Я уже упоминал, что в те времена во мне жила страсть вербовать подходящих нам людей. Далеко не все такие завербованные оставались затем в нашем основном тесном содружестве: иных отпугивал свирепствовавший среди нас двух взаимного персифлажа, другие оказывались просто неспособными разделять ту массу далеко не всегда систематизированных, а часто и противоречивых интересов, которые являлись чем-то вроде нашего духовного обихода. Однако вот этот новичок-француз, несмотря на то, что он не говорил и трех слов по-русски, сразу подошел вполне. Правда, нрава он был скорее медлительного, злословию и насмешкам не предавался; темперамента был флегматичного с некоторым расположением к меланхолии, но, к приятному нашему удивлению, Шарль оказался в полном смысле «художником в душе», да и не только в душе, ибо он обладал несомненным и очень тонким дарованием, а технически был даже более подготовлен, нежели того можно было ожидать от дилетанта. В дипломаты он попал по семейной традиции (его отец состоял консулом где-то на юге Италии), уступая требованиям родных; на самом же деле он терпеть не мог своей службы и мечтал о том, чтобы совсем отдаться искусству.
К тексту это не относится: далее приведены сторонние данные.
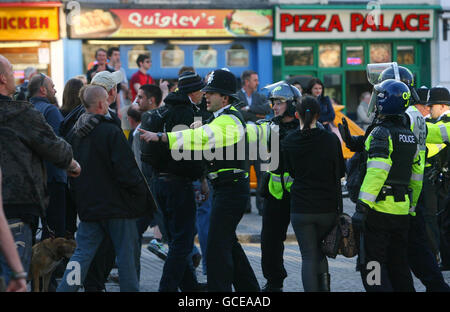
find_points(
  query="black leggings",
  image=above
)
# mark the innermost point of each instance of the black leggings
(310, 230)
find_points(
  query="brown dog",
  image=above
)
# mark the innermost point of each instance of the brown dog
(46, 255)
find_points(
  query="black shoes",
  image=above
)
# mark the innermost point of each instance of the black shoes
(271, 288)
(324, 282)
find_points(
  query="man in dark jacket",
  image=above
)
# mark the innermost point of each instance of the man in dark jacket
(26, 140)
(109, 195)
(172, 184)
(42, 95)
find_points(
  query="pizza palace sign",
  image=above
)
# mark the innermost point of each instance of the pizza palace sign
(351, 24)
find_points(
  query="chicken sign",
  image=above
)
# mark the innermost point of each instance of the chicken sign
(349, 24)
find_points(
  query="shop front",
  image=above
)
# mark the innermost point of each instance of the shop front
(203, 38)
(29, 35)
(335, 43)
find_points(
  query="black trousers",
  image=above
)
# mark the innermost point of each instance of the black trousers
(421, 259)
(56, 210)
(227, 263)
(275, 222)
(386, 248)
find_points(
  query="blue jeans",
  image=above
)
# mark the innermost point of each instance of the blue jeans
(22, 235)
(202, 222)
(175, 197)
(124, 236)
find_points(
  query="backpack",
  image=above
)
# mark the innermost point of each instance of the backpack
(155, 154)
(356, 170)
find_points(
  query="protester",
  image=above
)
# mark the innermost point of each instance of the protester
(9, 251)
(23, 154)
(316, 88)
(314, 159)
(172, 184)
(101, 65)
(363, 119)
(110, 196)
(70, 96)
(141, 77)
(41, 90)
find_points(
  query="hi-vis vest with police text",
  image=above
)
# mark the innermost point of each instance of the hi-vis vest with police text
(222, 142)
(392, 154)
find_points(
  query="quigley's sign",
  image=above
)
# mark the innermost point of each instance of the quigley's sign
(351, 24)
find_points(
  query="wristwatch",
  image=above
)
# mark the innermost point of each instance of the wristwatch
(159, 135)
(18, 275)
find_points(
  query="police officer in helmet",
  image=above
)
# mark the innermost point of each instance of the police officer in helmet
(276, 212)
(385, 195)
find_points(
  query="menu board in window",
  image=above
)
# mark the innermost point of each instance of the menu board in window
(355, 55)
(237, 58)
(380, 53)
(133, 55)
(205, 58)
(298, 56)
(329, 55)
(405, 54)
(172, 58)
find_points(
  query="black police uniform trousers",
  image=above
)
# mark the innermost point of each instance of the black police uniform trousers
(275, 222)
(176, 199)
(227, 263)
(386, 241)
(420, 257)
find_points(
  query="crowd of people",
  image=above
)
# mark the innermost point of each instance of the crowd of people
(120, 156)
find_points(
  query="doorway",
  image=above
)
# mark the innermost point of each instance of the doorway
(356, 85)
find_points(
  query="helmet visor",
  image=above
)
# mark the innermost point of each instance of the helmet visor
(374, 71)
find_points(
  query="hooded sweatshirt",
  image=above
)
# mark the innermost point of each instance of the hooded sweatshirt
(314, 159)
(111, 184)
(26, 140)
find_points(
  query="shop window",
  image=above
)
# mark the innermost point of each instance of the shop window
(172, 56)
(355, 55)
(134, 54)
(329, 55)
(333, 83)
(205, 56)
(298, 56)
(380, 53)
(405, 54)
(237, 56)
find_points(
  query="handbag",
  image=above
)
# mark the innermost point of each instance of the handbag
(341, 239)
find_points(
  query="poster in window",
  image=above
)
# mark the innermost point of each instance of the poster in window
(237, 58)
(172, 58)
(205, 58)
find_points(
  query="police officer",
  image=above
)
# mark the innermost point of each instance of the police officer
(276, 212)
(221, 141)
(384, 201)
(439, 102)
(420, 257)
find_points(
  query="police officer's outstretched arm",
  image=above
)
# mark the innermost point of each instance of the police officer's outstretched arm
(353, 143)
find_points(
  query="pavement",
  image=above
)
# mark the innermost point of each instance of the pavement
(344, 278)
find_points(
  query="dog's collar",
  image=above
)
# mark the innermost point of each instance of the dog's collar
(52, 254)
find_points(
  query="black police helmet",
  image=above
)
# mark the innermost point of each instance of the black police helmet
(221, 81)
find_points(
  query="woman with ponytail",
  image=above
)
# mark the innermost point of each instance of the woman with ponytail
(316, 89)
(314, 159)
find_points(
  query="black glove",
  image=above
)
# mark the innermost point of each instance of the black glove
(360, 215)
(350, 141)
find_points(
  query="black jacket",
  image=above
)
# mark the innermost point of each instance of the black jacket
(111, 184)
(314, 159)
(178, 111)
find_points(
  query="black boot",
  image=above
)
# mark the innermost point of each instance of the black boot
(324, 282)
(272, 288)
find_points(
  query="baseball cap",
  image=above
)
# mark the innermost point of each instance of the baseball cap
(107, 80)
(189, 82)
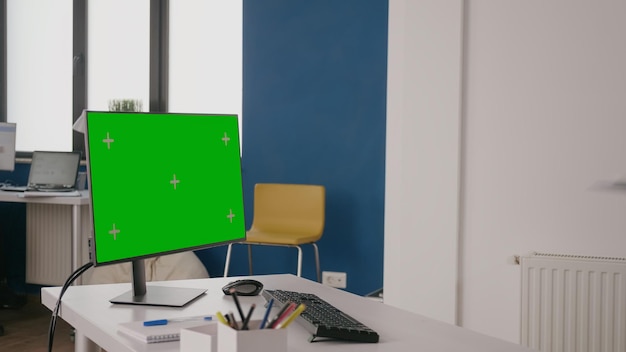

И вот уже после пяти посещений Шарль так освоился, так слился с нами, что перешел со всеми на «ты» и просиживал у меня (или у Нувеля) целые вечера до двух, до трех часов утра. При этом он не требовал, чтобы им занимались или хоть из внимания к нему беседовали по-французски. Далеко не все среди нас могли свободно изъясняться на этом языке. Бакст тогда только начинал лопотать несколько слов (и с каким потешным коверканьем!), немного свободнее говорил Сережа Дягилев, Сомов же стеснялся своего дефектного произношения, а Калин и Скалон, если и читали французских авторов в оригинале, то неспособны были выразить и простейшую мысль по-французски. Только Дима Философов, Нувель и я могли без труда поддерживать с Бирле разговор. Он же довольствовался и тем, что часами разглядывал какие-либо книжки или, за компанию с Бакстом, акварелировал. Когда мы, более опытные во французском языке, втягивали его в беседу, то она оказывалась не только занятной, но и поучительной… Бирле принадлежал, при всей своей скромности и чуть робкой манере держаться, к людям, для которых художественная жизнь Парижа не имела тайн. Он был вполне современен, в курсе литературных и художественных течений, а в своем «изгнании на берега Невы» он всячески старался не терять связь с метрополией, выписывая несколько передовых журналов и покупая все появлявшиеся литературные новинки, что появлялось нового у Мелье или у Виоле (на Малой Конюшенной).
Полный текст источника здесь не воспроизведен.